Coordinating a multi-lambda software product

29th Aug 2021

Introduction:

The more I have been working on AWS, the more I understanding the importance of well-architected solutions. Today, I would like to focus on the value of AWS Step Functions. What are Step Functions? The offical description is:

AWS Step Functions is a low-code visual workflow service used to orchestrate AWS services, automate business processes, and build serverless applications. Workflows manage failures, retries, parallelization, service integrations, and observability so developers can focus on higher-value business logic.

To explain the value, I am going to use some hypothetical use cases, which are:

Use Case One: As a GitHub administrator, whenever a new developer joins the GitHub organisation, I would like to add them to a GitHub Team so that they can access repositories straight away. I also would like to fetch internal company information about that user (email, id, etc.) and add them to an internal DB for querying.
Use Case Two: As a GitHub administrator, whenever a GitHub Workflow completes, I would like to calculate the workflow cost and work out the total workflow count for the repository, so it's easy to do chargebacks per repository. I also would like to store the data in a DB so it can be queried historically.

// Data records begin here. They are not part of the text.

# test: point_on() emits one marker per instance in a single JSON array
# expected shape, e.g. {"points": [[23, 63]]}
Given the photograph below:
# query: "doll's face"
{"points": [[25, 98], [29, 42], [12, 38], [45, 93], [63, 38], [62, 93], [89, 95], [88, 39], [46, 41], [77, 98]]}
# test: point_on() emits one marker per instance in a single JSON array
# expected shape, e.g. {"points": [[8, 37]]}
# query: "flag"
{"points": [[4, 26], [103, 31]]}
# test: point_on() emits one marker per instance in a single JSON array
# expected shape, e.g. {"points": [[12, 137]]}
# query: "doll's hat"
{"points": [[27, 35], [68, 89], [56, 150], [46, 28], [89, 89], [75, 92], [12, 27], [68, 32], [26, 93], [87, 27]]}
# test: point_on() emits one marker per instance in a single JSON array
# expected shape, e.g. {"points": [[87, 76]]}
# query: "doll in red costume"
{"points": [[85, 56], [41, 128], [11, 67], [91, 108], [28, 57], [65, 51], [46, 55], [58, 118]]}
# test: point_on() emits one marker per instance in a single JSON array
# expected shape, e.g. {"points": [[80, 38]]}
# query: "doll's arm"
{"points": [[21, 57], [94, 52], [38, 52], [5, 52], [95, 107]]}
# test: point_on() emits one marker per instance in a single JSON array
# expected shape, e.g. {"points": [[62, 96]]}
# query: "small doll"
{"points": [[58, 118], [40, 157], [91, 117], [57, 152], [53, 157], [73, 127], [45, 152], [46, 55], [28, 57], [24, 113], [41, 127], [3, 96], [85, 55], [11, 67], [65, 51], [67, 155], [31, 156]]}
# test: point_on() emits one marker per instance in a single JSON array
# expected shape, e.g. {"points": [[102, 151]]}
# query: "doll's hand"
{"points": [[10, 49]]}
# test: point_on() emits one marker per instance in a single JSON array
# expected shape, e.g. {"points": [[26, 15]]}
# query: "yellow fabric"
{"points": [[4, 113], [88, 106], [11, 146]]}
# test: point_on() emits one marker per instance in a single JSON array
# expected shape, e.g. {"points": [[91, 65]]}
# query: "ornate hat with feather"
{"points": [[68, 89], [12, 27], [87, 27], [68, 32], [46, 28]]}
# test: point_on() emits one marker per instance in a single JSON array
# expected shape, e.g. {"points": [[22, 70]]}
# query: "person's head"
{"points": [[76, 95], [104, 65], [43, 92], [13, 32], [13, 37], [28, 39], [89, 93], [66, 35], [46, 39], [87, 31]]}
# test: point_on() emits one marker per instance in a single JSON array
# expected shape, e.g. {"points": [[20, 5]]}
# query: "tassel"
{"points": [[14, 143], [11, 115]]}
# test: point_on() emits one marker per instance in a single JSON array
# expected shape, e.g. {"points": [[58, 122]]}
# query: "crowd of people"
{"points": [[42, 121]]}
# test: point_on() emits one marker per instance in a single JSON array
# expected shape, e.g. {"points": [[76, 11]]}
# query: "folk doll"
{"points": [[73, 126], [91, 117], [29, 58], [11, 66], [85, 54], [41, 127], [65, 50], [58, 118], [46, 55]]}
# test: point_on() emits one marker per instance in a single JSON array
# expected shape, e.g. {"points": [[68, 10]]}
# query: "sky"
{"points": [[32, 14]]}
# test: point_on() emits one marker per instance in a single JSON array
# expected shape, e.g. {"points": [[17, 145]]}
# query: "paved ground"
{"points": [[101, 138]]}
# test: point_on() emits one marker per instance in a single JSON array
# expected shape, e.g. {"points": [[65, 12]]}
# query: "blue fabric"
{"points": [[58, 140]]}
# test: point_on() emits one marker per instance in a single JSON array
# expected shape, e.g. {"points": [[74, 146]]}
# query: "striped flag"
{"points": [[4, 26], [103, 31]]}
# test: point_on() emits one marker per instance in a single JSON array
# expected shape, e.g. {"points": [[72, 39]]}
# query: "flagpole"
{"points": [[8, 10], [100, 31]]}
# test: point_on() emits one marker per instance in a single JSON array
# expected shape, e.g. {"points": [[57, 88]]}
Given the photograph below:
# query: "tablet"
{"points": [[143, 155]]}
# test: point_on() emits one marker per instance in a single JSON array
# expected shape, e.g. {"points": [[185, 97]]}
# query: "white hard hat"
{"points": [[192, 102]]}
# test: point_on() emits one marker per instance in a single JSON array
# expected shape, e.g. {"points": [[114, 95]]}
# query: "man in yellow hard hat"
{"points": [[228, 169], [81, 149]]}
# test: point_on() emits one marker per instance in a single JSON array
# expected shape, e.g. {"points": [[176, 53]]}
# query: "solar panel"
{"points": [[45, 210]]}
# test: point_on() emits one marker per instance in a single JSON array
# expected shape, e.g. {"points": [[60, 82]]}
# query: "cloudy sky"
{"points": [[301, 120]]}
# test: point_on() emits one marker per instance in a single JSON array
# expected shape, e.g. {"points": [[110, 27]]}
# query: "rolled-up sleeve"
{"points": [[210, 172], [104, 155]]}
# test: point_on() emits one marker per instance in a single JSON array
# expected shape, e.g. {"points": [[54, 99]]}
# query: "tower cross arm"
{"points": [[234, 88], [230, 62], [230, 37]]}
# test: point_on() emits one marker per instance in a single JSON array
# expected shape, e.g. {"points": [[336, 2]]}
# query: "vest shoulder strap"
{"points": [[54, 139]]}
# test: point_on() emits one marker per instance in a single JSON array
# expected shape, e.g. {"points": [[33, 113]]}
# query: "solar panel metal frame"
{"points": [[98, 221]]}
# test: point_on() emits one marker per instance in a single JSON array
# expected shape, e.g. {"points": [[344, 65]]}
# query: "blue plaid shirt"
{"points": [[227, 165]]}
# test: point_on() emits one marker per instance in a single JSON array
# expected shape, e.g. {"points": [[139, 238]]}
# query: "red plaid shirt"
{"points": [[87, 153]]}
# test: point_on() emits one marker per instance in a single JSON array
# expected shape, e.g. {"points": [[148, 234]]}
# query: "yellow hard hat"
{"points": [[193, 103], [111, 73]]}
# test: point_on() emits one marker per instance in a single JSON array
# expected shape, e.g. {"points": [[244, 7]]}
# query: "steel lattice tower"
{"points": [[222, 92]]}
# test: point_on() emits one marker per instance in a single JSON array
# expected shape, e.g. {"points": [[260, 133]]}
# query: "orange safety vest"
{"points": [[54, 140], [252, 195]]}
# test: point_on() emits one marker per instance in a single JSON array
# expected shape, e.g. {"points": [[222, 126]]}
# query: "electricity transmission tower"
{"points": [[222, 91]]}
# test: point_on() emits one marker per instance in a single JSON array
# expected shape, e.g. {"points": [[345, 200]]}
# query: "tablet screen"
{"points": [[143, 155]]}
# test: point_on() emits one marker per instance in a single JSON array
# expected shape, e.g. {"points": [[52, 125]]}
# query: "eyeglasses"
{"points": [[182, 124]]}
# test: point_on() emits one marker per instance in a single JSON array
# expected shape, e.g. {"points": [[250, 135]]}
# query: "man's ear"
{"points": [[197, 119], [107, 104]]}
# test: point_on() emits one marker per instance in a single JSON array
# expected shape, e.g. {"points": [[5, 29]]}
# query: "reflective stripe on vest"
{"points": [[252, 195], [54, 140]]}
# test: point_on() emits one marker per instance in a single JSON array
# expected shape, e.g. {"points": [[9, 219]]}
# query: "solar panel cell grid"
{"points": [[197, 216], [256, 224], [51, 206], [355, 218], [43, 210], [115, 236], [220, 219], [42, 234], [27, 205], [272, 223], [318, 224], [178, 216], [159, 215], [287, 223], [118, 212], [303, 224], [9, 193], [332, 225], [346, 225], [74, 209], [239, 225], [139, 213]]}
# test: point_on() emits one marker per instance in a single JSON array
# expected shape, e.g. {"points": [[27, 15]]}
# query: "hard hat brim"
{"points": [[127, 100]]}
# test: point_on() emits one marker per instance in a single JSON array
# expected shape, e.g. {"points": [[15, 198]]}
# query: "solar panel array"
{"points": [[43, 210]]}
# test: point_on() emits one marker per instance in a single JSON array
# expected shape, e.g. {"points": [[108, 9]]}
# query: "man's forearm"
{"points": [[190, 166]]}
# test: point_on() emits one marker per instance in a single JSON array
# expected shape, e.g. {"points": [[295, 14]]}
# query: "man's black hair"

Before we build out some architectures, let's set some principles:

Purposeful: Single function lambda's for single-use cases. (not combining multiple businesslogic into a single lambda). This is to promote reuse.
Event Driven: No polling or waiting on a cron which triggers to see if things have changed. I would like an end-to-end event driven architecture.
Stateful: Non-Invoke Based (Callback hell). E.G Lambda A Invoked Lambda B from within Lambda A and waits for Lambda B to be done to return success/fail

Now, as with any architecture, there are multiple ways to build out this example system. I will show two examples below and compare & contrast the pros and cons of each, mainly focusing on how to use multiple lambdas together and why AWS Step Functions are beneficial.

Model One - SQS:

Let's walk through the above diagram. We have a GitHub App configured on two events (A, B). We use a GitHub App to remove the "human" element of the connection, along with some other goodies like an increase in API Requests. The GitHub App will send a payload to our API, but before it reached the API, we use AWS Route 53 for our custom DNS record, which then will proxy down to our AWS Cloudfront Distribution.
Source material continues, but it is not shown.